Summary: A team of researchers from the Dana-Farber Cancer Institute, the Broad Institute of MIT and Harvard, the Google and the University of Columbia have created an artificial intelligence model that can predict which genes are expressed in any kind of human cell. The model, called Epibert, was inspired by Bert, a deep learning model designed to understand and create human -like language.
EPIBERT was trained in data from hundreds of types of human cells in multiple phases. The genomic sequence was fed, which is 3 billion in length, along with chromatin accessibility maps that inform which of these sequences unfold from the chromosome and read by the cell. The model was first trained to learn the relationship between DNA sequence and chromatin accessibility in large pieces of genome in a particular type of cell. He then uses these learning relationships to predict which genes were active in the corresponding cell type. It accurately identified the regulatory elements – parts of the genome recognized by transcription factors – and their effect on gene expression on many cell types, building a “grammar” that is generalized and predictable. This grammar building process can be assimilated to the way a large linguistic model, such as Chatgpt, learns to create important sentences and paragraphs from many examples of text. The EPIBERT model can process accessibility and predict functional bases as well as RNA expression for a type of cell that has never seen.
Meaning: Each cell in the body has the same genome sequence, so the difference between two types of cells is not genes in the genome, but what genes are activated, when and how much. About 20% of genome codes for regulatory elements determine which genes are activated, but very few are known about where their genome codes are, what their instructions are or how mutations affect function in a cell. EPIBERT will shed light on the way genes are regulated in cells and, possibly, how the cell regulatory system can be mutated in ways that lead to diseases such as cancer.

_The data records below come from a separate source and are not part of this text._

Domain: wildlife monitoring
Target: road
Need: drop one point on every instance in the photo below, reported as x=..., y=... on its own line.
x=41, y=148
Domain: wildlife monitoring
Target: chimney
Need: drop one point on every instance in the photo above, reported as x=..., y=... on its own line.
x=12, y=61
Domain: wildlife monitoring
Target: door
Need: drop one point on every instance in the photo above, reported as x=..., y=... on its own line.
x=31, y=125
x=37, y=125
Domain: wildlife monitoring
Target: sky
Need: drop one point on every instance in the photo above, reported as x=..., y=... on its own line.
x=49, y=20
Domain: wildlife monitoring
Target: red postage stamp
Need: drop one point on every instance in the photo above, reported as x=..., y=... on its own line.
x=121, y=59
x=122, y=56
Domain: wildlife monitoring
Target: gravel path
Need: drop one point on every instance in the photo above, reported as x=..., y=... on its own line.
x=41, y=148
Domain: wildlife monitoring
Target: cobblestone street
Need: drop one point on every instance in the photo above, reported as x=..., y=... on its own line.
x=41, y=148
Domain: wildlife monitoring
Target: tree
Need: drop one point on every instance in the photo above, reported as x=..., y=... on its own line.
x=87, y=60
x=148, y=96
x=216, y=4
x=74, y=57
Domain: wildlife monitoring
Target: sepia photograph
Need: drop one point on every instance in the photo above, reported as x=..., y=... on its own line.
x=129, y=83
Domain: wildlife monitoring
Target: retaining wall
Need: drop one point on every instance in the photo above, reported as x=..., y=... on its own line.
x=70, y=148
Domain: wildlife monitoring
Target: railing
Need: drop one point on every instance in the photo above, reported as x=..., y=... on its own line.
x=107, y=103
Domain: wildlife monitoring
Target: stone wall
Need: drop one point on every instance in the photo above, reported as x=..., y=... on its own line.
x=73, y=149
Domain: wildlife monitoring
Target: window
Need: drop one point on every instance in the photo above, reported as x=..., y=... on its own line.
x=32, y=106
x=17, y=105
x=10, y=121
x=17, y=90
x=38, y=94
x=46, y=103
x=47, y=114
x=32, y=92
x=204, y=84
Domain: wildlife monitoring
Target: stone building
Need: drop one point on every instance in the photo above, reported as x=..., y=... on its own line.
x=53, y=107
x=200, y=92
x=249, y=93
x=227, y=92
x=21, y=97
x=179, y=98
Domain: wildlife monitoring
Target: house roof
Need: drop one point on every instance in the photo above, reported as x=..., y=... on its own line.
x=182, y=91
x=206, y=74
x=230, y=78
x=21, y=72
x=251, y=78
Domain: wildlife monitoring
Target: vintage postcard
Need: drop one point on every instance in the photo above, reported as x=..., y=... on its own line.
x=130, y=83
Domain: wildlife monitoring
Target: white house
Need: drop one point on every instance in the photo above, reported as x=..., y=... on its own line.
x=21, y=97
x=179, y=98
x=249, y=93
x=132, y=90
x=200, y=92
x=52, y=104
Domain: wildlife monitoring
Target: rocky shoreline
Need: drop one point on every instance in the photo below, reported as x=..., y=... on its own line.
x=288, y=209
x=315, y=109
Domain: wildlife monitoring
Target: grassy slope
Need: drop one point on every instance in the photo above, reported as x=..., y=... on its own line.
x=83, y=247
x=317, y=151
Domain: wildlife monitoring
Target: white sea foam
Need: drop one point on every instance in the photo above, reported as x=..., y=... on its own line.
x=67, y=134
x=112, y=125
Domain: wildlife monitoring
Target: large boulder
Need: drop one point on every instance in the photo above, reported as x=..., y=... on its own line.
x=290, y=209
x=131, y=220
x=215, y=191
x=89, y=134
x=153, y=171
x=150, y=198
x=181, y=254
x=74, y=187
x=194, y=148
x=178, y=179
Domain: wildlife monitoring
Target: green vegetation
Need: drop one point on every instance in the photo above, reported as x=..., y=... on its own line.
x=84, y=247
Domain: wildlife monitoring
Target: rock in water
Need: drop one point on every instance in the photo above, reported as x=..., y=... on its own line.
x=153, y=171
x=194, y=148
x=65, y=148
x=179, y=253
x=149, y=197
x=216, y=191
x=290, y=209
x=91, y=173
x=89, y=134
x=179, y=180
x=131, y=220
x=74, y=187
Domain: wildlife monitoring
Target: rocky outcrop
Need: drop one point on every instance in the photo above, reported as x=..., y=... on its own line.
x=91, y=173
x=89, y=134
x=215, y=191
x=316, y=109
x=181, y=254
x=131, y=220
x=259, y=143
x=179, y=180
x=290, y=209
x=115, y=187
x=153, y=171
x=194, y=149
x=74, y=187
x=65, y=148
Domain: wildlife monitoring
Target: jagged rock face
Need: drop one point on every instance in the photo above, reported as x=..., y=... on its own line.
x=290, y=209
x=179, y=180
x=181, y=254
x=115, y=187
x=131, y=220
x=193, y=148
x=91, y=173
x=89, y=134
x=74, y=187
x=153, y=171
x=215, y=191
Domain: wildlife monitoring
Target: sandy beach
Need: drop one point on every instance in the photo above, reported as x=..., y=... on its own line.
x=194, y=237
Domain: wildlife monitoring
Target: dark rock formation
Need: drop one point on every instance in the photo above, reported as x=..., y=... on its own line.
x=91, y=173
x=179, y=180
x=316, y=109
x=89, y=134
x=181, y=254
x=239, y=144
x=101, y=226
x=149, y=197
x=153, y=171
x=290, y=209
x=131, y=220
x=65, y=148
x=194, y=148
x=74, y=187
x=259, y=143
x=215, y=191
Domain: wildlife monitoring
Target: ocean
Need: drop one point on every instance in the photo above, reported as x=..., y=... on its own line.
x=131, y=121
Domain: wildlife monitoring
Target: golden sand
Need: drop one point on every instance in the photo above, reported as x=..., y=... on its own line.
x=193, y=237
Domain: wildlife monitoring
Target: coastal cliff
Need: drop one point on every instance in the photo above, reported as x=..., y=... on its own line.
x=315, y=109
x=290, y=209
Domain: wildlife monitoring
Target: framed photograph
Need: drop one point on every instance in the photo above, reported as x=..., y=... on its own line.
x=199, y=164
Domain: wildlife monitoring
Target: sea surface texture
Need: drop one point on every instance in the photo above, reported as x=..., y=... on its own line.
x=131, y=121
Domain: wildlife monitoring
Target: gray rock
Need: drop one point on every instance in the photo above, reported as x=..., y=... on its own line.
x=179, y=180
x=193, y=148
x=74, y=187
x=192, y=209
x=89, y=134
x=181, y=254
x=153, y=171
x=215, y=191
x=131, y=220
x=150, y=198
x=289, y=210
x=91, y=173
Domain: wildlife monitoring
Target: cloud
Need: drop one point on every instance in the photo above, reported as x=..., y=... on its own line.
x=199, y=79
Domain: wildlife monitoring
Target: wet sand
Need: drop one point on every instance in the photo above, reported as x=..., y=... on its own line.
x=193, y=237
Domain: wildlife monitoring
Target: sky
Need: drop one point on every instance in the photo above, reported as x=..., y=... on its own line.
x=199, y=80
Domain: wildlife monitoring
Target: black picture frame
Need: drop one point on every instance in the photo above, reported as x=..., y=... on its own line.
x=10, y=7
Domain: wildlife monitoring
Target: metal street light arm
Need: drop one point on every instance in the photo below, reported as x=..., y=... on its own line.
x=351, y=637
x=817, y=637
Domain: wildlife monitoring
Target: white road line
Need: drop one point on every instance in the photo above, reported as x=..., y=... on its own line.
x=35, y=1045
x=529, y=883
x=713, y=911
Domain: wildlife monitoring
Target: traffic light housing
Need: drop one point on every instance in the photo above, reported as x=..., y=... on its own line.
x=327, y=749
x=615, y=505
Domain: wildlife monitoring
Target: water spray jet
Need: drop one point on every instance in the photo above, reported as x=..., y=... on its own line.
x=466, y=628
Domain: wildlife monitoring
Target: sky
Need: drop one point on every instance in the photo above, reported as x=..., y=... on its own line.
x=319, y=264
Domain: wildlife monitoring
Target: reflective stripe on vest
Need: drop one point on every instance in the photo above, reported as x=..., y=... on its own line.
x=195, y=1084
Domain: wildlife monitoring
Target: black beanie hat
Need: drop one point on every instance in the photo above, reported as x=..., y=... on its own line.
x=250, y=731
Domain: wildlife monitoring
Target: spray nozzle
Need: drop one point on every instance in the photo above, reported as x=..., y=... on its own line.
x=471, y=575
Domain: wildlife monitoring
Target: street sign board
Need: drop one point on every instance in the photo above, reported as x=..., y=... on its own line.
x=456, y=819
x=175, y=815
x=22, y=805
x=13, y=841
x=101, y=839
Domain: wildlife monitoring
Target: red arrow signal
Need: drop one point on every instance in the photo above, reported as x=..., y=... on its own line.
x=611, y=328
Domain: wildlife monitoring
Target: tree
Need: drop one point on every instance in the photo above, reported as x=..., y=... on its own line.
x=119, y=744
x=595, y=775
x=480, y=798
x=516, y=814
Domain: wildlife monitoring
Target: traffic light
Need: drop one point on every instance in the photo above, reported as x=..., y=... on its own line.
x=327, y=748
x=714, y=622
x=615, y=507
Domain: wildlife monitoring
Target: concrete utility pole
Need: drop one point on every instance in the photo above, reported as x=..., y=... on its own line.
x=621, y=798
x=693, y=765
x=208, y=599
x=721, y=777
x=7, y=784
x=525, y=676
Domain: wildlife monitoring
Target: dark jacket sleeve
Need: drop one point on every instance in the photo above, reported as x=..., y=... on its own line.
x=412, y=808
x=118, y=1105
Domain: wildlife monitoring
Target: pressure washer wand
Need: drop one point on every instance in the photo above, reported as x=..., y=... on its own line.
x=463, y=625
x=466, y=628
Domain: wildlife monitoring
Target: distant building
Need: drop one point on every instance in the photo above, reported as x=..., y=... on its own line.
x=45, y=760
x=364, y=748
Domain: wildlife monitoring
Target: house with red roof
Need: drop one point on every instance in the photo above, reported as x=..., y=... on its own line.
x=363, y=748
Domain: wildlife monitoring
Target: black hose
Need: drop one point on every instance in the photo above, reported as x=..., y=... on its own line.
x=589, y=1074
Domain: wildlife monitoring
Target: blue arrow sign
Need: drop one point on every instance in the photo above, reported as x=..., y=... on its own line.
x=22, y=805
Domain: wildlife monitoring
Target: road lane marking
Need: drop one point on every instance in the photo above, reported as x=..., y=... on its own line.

Financing: The Broad Institute, the Novo Nordisk Foundation, the National Genome Research Institute, the Sharf Green Cancer Research Fund, the Richard and Nancy Lubin family and the American Cancer Society. Tenniser Editor (TPU) Access and support provided by Google.
Source:
Magazine report:
Javed, N., et al. (2025). A multi-model transformer for cellular-type predictions. Cell genomic. doi.org/10.1016/j.xgen.2025.100762.